Duncan is a major Tucker Crowe fan, perhaps the biggest in the world, and Annie, as his girlfriend, is number two by default. Duncan's infatuation with Crowe has become bigger than the artist himself, who created his own myth by disappearing from the public sphere abruptly 20 years earlier and leaving everything else to endless speculation. The novel starts with Annie and Duncan in the U.S., travelling to "sacred" Tucker Crowe spots - the Minnesota bar where he apparently made his last public appearance, his Bozeman, Montana childhood home, and, most crucially, the San Francisco home of Julie Beatty, the namesake of the artist's best and last album, Juliet. It all adds up to an intensely emotional experience for Duncan, and an eye-opening one for Annie, too: she sees Duncan as he is, a hopeless fanatic more attached to a legendary musician than his girlfriend of 15 years.
The story really gets started when Annie listens to a version of Juliet demos about to be released publicly for the first time (The album is called Juliet, Naked). The problem isn't that she listens to the album, but it's that she listens to the album before Duncan gets a chance to - it's an unspeakable breach of trust in his mind, and when she doesn't like the album that he considers sheer brilliance, well, it's all downhill from there. For Annie, however, it's all upside - she gets a chance to change her life, to "get back" those 15 wasted years. But things keep coming back to Tucker Crowe, and when she finally meets the iconic musician, perhaps the irony was too much to resist.

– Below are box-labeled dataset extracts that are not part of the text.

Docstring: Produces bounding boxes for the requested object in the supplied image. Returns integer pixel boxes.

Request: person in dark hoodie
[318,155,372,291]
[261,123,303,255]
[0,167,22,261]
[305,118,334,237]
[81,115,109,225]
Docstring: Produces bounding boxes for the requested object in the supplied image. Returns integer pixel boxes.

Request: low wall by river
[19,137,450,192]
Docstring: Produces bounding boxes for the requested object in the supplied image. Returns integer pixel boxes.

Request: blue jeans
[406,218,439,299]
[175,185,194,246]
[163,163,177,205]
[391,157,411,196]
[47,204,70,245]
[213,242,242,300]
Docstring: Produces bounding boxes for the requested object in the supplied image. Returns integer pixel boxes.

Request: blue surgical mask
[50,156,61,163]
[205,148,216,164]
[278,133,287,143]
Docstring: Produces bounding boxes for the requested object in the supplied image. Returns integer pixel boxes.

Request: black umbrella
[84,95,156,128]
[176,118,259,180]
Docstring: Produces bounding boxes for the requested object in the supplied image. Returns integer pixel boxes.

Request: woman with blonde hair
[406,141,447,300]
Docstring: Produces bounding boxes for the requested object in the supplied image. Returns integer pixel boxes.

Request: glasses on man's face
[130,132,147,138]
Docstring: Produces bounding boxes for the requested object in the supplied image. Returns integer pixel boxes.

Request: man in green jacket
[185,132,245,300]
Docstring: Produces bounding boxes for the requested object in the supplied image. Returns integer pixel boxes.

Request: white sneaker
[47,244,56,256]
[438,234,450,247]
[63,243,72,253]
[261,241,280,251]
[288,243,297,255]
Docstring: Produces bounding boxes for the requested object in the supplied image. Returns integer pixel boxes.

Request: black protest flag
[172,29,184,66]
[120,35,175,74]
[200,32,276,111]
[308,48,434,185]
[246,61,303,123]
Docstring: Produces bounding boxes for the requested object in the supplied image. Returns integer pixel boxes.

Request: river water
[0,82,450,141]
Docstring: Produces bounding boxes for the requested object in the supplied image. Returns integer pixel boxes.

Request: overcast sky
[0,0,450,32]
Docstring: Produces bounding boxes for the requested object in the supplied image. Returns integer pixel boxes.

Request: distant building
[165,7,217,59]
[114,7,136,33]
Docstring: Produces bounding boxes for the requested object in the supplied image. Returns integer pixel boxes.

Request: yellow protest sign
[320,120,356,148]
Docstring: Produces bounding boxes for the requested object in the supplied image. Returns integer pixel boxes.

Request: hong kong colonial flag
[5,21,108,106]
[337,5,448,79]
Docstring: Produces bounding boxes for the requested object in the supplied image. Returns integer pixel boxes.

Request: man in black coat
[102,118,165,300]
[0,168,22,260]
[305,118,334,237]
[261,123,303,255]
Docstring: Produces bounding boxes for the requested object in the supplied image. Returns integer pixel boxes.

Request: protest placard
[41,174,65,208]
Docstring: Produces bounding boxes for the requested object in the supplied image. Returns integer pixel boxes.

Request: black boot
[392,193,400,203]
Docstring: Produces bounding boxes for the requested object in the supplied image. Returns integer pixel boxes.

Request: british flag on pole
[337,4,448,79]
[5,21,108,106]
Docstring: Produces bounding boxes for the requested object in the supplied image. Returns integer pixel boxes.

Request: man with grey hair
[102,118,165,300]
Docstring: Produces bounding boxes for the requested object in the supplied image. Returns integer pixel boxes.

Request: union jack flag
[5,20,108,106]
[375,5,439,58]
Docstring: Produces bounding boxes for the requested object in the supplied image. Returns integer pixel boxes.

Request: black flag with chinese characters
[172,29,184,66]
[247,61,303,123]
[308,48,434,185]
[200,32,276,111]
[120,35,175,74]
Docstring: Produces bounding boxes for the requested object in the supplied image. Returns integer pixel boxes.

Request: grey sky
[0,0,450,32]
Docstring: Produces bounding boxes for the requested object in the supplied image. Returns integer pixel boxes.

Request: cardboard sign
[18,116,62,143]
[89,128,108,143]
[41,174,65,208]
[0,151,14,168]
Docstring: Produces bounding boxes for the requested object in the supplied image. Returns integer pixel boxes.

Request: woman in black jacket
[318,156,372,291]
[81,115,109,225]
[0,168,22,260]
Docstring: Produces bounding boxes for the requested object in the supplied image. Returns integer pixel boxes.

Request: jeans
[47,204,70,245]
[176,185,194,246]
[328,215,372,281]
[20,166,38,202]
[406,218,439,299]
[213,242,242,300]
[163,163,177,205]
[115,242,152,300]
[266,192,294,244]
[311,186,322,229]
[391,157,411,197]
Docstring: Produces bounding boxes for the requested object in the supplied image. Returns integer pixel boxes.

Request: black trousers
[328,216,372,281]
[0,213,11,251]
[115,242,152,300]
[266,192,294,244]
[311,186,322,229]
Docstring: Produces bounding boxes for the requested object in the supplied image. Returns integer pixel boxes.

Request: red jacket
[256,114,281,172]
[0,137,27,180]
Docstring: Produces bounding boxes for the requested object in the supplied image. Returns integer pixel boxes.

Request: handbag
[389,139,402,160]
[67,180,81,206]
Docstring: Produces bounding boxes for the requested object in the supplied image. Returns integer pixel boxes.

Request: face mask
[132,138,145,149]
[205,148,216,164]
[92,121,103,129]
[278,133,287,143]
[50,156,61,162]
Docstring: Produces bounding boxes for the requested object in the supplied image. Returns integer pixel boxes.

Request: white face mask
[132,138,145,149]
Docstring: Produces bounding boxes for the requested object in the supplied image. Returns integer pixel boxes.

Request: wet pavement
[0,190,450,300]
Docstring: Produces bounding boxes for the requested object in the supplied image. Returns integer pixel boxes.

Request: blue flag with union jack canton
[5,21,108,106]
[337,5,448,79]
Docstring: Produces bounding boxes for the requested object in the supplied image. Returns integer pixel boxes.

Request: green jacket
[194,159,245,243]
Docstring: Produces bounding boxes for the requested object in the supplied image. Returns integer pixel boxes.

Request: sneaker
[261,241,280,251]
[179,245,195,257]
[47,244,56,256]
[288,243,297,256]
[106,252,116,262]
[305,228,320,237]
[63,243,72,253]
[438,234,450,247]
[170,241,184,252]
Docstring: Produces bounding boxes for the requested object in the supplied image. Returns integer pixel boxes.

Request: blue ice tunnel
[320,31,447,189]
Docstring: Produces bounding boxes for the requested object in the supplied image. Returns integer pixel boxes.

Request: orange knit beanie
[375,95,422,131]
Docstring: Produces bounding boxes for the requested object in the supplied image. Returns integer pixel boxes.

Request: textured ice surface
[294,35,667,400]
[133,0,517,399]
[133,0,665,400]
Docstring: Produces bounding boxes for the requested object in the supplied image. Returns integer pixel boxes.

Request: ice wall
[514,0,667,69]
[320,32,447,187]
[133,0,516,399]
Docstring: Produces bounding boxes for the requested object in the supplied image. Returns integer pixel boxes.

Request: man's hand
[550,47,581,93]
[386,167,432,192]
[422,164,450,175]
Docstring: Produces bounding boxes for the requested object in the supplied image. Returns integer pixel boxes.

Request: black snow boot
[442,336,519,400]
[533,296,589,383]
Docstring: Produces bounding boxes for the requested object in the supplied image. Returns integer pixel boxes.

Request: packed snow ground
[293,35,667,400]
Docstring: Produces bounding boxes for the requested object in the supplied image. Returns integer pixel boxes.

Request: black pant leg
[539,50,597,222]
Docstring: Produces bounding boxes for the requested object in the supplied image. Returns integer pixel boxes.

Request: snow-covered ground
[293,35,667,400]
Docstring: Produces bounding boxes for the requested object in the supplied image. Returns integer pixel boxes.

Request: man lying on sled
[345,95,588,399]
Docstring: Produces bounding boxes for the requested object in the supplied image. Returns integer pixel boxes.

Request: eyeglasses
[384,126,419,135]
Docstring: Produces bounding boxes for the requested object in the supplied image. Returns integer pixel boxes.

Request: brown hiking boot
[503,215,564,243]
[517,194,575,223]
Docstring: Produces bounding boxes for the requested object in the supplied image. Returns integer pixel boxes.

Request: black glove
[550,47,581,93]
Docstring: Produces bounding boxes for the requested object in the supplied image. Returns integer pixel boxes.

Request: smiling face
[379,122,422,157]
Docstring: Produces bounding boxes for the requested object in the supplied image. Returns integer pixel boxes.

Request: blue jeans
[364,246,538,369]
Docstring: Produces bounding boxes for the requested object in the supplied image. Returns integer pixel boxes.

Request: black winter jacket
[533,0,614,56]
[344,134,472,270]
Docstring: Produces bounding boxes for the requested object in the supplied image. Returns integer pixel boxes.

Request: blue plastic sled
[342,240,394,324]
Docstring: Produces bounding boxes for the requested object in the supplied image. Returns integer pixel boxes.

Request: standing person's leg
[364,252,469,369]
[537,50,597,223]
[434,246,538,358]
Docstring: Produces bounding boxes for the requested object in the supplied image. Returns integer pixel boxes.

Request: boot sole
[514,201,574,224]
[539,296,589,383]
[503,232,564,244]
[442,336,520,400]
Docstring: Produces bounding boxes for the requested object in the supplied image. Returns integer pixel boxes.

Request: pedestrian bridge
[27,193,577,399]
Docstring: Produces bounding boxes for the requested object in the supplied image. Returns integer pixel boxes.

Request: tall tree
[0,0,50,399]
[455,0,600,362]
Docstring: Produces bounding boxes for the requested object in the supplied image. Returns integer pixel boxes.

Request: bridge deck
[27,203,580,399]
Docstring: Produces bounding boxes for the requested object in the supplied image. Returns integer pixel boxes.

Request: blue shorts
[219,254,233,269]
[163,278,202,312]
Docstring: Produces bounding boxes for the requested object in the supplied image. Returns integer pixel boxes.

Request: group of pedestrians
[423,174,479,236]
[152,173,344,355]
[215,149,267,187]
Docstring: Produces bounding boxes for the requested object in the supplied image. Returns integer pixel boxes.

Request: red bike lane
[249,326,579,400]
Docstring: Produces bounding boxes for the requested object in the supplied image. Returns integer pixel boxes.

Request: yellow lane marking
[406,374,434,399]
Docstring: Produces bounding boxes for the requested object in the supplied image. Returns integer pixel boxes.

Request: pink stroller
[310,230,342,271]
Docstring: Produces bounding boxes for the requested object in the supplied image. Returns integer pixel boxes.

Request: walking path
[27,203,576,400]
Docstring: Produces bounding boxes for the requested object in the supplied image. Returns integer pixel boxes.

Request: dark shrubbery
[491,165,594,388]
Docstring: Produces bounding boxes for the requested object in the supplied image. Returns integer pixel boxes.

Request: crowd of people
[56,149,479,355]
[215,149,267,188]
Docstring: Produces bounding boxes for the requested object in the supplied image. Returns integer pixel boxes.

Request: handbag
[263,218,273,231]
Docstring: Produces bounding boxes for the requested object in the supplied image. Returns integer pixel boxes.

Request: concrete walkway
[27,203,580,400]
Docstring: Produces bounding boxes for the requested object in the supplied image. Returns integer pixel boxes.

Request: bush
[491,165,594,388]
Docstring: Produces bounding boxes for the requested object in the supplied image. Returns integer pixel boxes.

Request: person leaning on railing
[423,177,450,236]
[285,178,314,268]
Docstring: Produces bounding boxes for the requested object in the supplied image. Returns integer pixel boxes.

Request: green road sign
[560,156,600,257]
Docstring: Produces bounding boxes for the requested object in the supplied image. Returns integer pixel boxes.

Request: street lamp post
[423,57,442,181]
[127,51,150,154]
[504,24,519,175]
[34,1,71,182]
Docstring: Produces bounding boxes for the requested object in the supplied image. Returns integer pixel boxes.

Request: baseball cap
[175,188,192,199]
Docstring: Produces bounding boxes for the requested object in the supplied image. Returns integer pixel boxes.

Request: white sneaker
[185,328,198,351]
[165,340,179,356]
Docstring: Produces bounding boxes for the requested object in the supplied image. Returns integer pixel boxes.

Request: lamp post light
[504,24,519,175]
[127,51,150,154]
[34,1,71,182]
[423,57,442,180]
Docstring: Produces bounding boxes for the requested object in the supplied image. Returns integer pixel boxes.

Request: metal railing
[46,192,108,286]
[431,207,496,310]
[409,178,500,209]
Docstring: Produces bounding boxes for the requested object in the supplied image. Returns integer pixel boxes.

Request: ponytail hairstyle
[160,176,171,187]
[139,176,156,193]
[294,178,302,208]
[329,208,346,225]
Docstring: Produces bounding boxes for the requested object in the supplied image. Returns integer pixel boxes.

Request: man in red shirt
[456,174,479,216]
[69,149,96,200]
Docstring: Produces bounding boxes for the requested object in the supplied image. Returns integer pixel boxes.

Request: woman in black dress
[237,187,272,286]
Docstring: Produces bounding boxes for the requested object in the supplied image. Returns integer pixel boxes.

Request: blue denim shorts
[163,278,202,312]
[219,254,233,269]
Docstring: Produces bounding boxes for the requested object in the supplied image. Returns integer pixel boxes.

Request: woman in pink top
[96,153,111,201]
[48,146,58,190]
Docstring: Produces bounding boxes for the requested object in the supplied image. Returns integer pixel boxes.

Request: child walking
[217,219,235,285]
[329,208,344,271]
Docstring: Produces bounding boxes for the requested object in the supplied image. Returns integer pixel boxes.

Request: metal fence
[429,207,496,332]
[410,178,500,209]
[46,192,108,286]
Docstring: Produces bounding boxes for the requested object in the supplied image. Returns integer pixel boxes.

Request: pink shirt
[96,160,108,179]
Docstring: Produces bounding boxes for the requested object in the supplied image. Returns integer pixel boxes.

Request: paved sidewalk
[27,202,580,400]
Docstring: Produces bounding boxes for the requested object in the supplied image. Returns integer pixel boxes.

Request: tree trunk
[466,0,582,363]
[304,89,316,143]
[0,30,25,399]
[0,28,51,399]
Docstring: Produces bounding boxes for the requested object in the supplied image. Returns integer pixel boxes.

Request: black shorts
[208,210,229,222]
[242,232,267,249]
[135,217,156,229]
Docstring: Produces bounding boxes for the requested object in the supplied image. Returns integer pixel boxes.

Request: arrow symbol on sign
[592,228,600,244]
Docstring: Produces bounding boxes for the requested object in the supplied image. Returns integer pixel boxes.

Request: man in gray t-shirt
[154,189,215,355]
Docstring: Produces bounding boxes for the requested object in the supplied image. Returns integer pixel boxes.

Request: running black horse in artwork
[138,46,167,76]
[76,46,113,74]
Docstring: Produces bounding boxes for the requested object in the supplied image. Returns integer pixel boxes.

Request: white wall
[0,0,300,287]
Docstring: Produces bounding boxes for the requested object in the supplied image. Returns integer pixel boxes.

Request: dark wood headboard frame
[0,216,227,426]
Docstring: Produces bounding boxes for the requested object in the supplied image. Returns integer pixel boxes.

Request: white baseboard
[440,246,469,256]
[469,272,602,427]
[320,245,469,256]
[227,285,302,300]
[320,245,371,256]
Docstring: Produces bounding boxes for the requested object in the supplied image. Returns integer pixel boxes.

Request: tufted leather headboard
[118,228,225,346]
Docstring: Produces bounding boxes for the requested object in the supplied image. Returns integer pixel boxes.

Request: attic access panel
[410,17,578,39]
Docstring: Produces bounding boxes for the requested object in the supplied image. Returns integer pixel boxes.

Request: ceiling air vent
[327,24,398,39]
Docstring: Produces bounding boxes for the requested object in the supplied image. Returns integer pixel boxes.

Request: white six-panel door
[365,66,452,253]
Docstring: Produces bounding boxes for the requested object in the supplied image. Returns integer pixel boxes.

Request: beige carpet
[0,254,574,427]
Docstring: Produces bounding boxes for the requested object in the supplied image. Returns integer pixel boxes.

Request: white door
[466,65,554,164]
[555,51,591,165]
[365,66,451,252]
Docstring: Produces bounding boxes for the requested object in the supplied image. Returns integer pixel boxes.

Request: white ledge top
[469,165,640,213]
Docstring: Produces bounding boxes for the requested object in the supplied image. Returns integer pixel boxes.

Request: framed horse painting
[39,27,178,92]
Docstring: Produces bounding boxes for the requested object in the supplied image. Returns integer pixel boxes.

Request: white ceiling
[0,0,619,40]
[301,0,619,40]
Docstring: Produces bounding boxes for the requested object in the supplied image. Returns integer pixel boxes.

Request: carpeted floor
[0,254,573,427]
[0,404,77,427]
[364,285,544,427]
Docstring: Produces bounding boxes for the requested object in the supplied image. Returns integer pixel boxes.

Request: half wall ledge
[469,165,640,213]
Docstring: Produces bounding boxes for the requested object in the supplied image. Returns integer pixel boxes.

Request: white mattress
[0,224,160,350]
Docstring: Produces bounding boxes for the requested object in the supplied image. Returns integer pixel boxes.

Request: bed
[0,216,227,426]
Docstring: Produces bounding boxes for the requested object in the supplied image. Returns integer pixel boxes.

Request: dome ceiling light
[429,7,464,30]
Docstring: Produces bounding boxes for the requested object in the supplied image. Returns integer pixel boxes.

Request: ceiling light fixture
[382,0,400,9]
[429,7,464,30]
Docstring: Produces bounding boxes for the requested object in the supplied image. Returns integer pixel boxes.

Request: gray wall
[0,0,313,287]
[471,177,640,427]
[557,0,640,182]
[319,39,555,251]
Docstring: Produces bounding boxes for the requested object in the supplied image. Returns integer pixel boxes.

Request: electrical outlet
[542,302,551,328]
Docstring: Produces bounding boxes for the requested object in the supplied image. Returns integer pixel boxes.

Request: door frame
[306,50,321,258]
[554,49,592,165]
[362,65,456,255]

Hornby's writing is a smart as ever in this one. He shows his music chops, creating a love letter to both fans and fanatics of great music. Perhaps only slightly better, however, is his skill at writing about relationships. As in every of his books prior to this one, his depiction of warts-and-all characters and relationships is as appealing as his knowledge of music (his work on An Education is further proof of this). Overall, Juliet, Naked is an great read and should be read by every guy who's ever been in a relationship with music. Five solid gold records out of five.
UPDATE: If you haven't already heard, Nick Hornby is nominated for an Academy Award in the category of Writing (Adapted Screenplay). Watch the results on March 7th. Go Nick!